Q1: Map, Filter, Reduce

Many languages provide map, filter, reduce functions for sequences. Python also provides these functions (and we'll formally introduce them later on in the course), but to help you better understand how they work, you'll be implementing these functions in the following problems.

In Python, the map and filter built-ins have slightly different behavior than the my_map and my_filter functions we are defining here.

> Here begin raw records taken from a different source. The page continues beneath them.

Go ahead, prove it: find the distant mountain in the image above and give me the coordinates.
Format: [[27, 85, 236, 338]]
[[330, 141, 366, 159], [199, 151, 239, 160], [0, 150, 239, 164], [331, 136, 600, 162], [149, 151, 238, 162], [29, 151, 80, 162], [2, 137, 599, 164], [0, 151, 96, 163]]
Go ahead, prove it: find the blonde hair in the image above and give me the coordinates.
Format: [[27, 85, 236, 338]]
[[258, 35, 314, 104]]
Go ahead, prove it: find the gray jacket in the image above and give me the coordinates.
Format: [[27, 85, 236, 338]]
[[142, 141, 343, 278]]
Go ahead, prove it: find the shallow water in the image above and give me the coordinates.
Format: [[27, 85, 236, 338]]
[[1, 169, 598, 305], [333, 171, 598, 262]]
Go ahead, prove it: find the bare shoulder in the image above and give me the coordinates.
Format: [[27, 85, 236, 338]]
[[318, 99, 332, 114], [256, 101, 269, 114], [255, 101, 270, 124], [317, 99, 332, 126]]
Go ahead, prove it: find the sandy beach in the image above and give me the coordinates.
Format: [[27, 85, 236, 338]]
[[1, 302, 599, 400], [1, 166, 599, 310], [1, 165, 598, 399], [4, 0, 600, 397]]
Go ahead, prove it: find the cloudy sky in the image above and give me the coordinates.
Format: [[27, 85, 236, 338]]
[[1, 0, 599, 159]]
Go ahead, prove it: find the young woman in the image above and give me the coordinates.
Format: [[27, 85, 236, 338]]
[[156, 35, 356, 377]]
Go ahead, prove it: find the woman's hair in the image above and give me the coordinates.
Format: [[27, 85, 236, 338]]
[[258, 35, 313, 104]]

my_map takes in a one argument function fn and a sequence seq and returns a list containing fn applied to each element in seq.

def my_map(fn, seq):
    """Applies fn onto each element in seq and returns a list.
    >>> my_map(lambda x: x*x, [1, 2, 3])
    [1, 4, 9]
    """
    result = []
    for elem in seq:
        result = result + [fn(elem)]
    return result

    # One-liner solution
    return [fn(elem) for elem in seq]

my_filter takes in a predicate function pred and a sequence seq and returns a list containing all elements in seq for which pred returns True. (A predicate function is a function that takes in an argument and returns either True or False.)

def my_filter(pred, seq):
    """Keeps elements in seq only if they satisfy pred.
    >>> my_filter(lambda x: x % 2 == 0, [1, 2, 3, 4])  # new list has only even-valued elements
    [2, 4]
    """
    result = []
    for elem in seq:
        if pred(elem):
            result = result + [elem]
    return result

    # One-liner solution
    return [elem for elem in seq if pred(elem)]

my_reduce takes in a two argument function combiner and a non-empty sequence seq and combines the elements in seq into one value using combiner.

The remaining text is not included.